Image by Barrybar via FlickrYet Another Market To Watch
In my RSS feeds this afternoon I came across a great piece over at denninger.net. There are 3 parts to the article, each worthy of a posting in itself.
You should make Karl Denninger a regular habit.
Anyway, in the last section of the article, I came across this quote, which really perked my interest(emphasis NOT mine):
The Treasury TIPS auction today was a disaster. The market is sending Treasury and Congress a very strong warning that you both better cut this crap out or the Treasury market may dislocate, ending the party for America entirely.
If you want to know where that nasty selloff came from in the market late this afternoon, you just found the reason.

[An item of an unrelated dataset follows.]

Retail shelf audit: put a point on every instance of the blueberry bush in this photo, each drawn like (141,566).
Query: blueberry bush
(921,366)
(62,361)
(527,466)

We now sit right on the precipice of a critical break of technical levels in the market – if they fracture (and they must be expected to do so, possibly as early as the overnight hours and/or tomorrow morning) the expected move is 2,000 – 3,000 points on the DOW – straight down.
Well, after that I certainly wanted to know what TIPS was! So off to Google I went, where I found the latest addition to my reading schedule, a guy named John Jansen who publishes Across The Curve (HIGHLY recommended. As you’ll see, he explains things). Here is part of what he had to say about today’s bond markets(emphasis mine):
The interesting outcome in the Treasury market today was the result of the auction of $6 billion 4 year 6 month TIPS. For the uninitiated that stands for Treasury Inflation Protected Securities. The auction was rather sloppy as the auction tail was 14 basis points. (In bond market jargon the tail is the distance from the level at which bonds were trading on a when issued basis immediately prior to the auction, to where the Treasury was able to complete the sale. That long tail represents a lack of interest from clients and dealers who would normally underwrite the security.)

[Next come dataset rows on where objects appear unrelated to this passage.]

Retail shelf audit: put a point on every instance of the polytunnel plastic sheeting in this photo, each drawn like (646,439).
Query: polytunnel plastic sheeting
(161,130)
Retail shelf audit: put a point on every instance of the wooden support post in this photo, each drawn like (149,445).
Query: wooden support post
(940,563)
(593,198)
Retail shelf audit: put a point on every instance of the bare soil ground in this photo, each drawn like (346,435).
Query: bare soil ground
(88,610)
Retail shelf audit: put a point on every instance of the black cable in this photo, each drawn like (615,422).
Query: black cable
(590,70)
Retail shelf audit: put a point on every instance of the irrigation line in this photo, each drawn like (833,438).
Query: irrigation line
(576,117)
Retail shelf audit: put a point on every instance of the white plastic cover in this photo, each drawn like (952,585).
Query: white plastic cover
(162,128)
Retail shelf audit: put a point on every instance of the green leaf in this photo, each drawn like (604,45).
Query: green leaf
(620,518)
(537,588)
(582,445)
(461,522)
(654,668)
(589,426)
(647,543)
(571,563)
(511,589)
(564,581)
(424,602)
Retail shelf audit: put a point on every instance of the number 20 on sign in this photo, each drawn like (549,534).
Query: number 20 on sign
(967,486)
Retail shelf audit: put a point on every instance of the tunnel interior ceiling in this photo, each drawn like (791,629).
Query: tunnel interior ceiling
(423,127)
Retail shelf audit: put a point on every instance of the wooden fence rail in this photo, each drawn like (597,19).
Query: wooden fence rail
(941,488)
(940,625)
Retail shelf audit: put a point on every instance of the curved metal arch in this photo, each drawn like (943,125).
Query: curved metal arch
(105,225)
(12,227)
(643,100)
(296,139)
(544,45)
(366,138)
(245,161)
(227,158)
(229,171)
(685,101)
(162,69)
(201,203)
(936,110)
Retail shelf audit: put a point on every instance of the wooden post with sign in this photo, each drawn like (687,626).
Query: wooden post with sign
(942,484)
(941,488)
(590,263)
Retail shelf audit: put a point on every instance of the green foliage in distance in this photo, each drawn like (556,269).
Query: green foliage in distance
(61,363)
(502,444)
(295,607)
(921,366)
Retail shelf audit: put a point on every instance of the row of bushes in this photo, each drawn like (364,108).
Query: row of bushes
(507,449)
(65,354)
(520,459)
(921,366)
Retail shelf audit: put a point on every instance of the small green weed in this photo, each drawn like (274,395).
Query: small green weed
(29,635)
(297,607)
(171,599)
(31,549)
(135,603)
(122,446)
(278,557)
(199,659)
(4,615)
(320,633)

The average yield was 3.27 percent which means that the new bond yields more than the nominal 5 year note. The so called breakeven spread is the spread at which inflation would need to average for the holder of the TIPS to breakeven with the nominal bond and it generally predicts a positive rate of inflation.

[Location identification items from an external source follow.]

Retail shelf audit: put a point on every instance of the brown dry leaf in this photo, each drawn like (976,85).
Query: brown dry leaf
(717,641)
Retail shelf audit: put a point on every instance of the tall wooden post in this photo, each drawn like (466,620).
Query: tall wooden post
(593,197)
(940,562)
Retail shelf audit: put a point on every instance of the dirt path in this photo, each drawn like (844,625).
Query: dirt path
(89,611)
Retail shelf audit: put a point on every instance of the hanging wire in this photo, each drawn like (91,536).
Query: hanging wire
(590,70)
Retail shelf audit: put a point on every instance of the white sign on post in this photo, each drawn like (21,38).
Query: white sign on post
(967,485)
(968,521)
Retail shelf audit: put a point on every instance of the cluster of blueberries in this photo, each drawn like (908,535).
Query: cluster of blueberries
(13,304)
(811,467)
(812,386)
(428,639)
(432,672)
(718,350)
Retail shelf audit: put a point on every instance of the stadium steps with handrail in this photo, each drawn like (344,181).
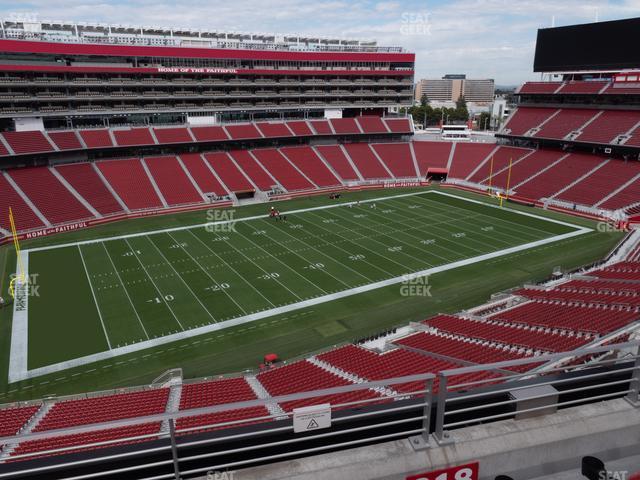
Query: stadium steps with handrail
(482,163)
(579,179)
(351,162)
(534,130)
(123,205)
(75,193)
(203,173)
(28,427)
(414,159)
(155,186)
(618,190)
(261,392)
(26,199)
(173,405)
(336,160)
(352,377)
(190,177)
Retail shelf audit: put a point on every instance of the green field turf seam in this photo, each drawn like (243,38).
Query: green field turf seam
(25,374)
(181,279)
(222,222)
(95,300)
(251,285)
(204,270)
(135,311)
(135,254)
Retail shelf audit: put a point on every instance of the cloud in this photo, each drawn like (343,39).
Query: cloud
(482,38)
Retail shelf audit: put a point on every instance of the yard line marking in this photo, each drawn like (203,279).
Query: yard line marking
(263,270)
(208,274)
(125,290)
(405,267)
(182,279)
(221,222)
(95,300)
(186,334)
(287,266)
(18,361)
(325,255)
(154,283)
(373,229)
(229,265)
(406,232)
(443,227)
(493,220)
(388,274)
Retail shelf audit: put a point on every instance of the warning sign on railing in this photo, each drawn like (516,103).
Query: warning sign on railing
(307,419)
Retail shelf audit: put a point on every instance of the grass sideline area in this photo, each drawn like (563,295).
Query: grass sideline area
(292,333)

In this case, the TIPS is yielding above the nominal bond by about 70 basis points in which case the market is saying that it thinks that inflation will average negative 0.7 percent per year for the next 4 ½ years.
There are some forecasters who have extrapolated from the drop in oil prices that cumulative inflation for the last 3 months of this year could be as much as -3.0 percent.
For those of us too afraid to make the leap:
Saying NEGATIVE inflation is the same thing as saying DEFLATION.
Look for the rest of the week to just get worse.
(UPDATE Tues5:30am: Except, evidently, for the little bump we might get on Tuesday…
Asian and European stocks are doing generally well.
Let’s hope the same for the US.)
I am Jon, and that is TIPS for the day.